Eine von Köberl zu Beginn seiner Tätigkeit in Auftrag gegebene und vom Wissenschaftsfonds (FWF) durchgeführte Forschungsevaluation hat ergeben, dass die Forschungs-Infrastruktur im NHM "katastrophal" sei. Mit diesen Argumenten im Rücken konnte der neue Direktor im Frühjahr 2013 eine Investition von 1,57 Mio. Euro seitens des Kulturministeriums (ehemals BMUKK, nunmehr im Bundeskanzleramt angesiedelt; Anm.) für neue Geräte erreichen. Angeschafft wurden so ein neues Rasterelektronenmikroskop (REM) und eine Elektronenstrahlmikrosonde (EMS).
Hightech-Geräte
Das REM ermöglicht die 10- bis 300.000-fache Vergrößerung von Objekten. Das Untersuchungsobjekt muss sich dabei nicht mehr im Hochvakuum befinden, was manche Probe bisher von der Untersuchung ausgeschlossen hat. Auch entfällt die Beschichtung der Objekte, um elektrostatische Aufladungen zu vermeiden. Dank einer entsprechenden Probenkammer können überdies deutlich größere Stücke untersucht werden.
Um das in einem unscheinbaren Raum des NHM positionierte Gerät ist ein Käfig gelegt, um die elektromagnetischen Felder abzufangen, die durch U- und Straßenbahnen entstehen. Die Anwendungsmöglichkeiten des REM sind für die Geologie, Biologie, Anthropologie und Prähistorie ebenso interessant wie für Kunstmuseen und Konservatoren.
Auch die EMS sei das modernste Gerät in Österreich. Mit der im Hochvakuumbereich operierenden EMS lassen sich hochauflösende Bilder produzieren, um etwa zu analysieren, wie bestimmte chemische Elemente in einer Probe verteilt sind. Anwendung findet die Sonde in der Materialwissenschaft, der Meteorologie, Mineralogie oder Petrologie.
Die beiden Geräte sind Teil der 2012 begründeten zentralen Forschungslaboratorien am NHM, mit denen man die spartenübergreifende Kooperation unterstreichen will. In diesen Zusammenhang gehört auch der neue Reinraum des DNA-Labors, bei dem DNA ohne Verunreinigungen extrahiert werden kann - Schaufenster inklusive, um Besuchern den Einblick in die wissenschaftliche Arbeit zu ermöglichen.
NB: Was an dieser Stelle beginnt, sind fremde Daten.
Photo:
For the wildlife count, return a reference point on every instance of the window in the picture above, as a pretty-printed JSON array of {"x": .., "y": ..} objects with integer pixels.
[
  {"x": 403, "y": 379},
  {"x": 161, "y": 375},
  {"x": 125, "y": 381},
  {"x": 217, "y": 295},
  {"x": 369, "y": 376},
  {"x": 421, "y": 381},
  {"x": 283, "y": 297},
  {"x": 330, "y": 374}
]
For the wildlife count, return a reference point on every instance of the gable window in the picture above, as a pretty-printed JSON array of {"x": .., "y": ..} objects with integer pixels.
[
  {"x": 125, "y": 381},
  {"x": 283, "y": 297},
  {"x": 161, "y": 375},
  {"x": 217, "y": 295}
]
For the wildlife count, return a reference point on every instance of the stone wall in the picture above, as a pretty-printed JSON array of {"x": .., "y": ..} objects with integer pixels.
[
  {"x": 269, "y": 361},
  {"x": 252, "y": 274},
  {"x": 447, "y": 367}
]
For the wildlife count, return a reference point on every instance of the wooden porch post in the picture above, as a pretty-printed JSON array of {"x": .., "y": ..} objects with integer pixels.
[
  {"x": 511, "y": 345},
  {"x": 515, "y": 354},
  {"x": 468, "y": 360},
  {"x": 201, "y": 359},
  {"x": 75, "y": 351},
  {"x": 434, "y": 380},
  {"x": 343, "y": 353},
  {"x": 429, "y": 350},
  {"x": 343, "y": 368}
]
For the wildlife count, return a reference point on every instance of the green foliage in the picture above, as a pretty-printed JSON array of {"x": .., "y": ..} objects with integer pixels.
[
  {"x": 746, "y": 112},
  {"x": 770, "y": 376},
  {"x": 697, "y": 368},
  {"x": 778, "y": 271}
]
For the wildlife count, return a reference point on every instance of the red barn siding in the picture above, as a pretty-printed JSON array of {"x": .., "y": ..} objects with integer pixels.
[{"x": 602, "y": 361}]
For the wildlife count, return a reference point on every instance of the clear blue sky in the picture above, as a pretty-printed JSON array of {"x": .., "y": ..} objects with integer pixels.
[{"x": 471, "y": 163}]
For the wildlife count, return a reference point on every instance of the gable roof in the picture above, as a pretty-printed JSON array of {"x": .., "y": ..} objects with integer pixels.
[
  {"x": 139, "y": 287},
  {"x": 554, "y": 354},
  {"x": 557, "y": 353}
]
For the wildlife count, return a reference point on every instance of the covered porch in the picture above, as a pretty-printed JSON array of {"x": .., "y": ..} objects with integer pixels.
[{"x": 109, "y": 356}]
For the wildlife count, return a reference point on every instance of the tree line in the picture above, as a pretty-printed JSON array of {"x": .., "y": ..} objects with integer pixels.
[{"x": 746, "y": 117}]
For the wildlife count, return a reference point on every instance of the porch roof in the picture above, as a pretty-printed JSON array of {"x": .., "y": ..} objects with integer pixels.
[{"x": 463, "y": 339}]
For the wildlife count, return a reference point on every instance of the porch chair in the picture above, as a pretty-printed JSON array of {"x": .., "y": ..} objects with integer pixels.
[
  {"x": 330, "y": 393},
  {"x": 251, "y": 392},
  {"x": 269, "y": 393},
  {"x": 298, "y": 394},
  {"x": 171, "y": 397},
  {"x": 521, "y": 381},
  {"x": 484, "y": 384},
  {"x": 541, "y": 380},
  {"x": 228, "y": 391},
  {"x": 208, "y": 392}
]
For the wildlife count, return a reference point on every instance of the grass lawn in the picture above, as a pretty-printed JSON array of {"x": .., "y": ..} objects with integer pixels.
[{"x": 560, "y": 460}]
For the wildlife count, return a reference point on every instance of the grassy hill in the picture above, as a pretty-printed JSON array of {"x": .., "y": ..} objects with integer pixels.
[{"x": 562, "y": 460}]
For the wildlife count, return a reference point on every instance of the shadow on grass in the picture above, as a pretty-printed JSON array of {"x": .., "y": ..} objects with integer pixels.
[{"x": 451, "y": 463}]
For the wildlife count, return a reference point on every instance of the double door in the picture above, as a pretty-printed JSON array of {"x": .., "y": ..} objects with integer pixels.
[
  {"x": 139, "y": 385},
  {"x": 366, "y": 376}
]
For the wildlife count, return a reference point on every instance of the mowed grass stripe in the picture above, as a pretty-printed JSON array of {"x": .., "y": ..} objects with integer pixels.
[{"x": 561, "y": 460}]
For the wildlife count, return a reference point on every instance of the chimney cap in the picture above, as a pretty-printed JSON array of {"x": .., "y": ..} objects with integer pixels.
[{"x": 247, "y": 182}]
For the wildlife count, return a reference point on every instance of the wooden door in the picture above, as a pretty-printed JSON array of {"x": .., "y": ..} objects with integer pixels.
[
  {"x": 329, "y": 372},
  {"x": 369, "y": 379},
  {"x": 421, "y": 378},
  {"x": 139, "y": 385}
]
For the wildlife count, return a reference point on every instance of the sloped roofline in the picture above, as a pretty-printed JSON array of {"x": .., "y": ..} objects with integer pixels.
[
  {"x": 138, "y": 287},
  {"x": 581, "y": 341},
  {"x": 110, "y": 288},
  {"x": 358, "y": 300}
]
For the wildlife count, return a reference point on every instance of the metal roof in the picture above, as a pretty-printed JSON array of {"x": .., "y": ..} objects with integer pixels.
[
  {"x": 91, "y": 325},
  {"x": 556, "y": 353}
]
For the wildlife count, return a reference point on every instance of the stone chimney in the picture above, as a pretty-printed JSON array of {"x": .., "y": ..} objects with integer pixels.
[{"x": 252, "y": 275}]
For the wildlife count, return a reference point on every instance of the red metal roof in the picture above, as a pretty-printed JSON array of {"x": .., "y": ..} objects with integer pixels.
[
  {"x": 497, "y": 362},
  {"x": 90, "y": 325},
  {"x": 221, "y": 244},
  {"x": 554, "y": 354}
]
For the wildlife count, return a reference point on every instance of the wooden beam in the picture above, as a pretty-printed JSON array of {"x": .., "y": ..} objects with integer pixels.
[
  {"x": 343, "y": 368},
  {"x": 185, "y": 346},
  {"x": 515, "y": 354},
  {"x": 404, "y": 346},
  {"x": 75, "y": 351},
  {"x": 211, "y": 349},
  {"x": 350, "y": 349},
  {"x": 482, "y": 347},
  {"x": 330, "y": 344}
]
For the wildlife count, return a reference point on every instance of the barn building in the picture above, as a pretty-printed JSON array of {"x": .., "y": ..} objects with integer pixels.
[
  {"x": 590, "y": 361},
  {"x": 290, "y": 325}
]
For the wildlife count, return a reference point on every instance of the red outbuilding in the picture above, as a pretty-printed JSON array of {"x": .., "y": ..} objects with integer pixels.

Auf der mittel- bis langfristigen Wunschliste des Generaldirektors gibt es aber noch weitere Gerätschaften: So zum Beispiel ein C-14-Labor zur Altersbestimmung von Objekten, das mit rund 2,5 Mio. Euro zu Buche schlüge und ein Computertomograf, der voraussichtlich eine halbe Million Euro kosten würde, seien darunter, so Köberl.
Infrastruktur und Geld
Eine weitere derartige Geldspritze wie im Vorjehr ist aber in näherer Zukunft nicht zu erwarten, meint Köberl: "Das war die Ausnahme. Weil ich meine Berufung daran gehängt habe." Budgetsorgen begleiten den Direktor freilich ständig: "Eine Minimalanforderung wäre, das Budget einmal sofort um zehn Prozent zu erhöhen." Das würde gerade reichen, nicht erfolgte Indexanpassungen abzugleichen.
Von den Ressourcen her würde Köberl das NHM gerne dort sehen, wo etwa das Londoner National History Museum durch seine Forschungsinfrastruktur und personellen Kapazitäten jetzt schon ist. Dadurch sei das Museum in der Lage, nicht mit anderen Institutionen kooperieren zu müssen. "Sie sind das Kompetenzzentrum, die Leute kommen zu ihnen. Dorthin möchte ich auch kommen - und damit komme ich wieder auf Zahlen zu sprechen - wenn wir zehn Mio. Euro kriegen würden, damit könnten wir schon etwas anfangen", erklärt Köberl. "Damit könnten wir auch die international sichtbaren Leuchttürme errichten."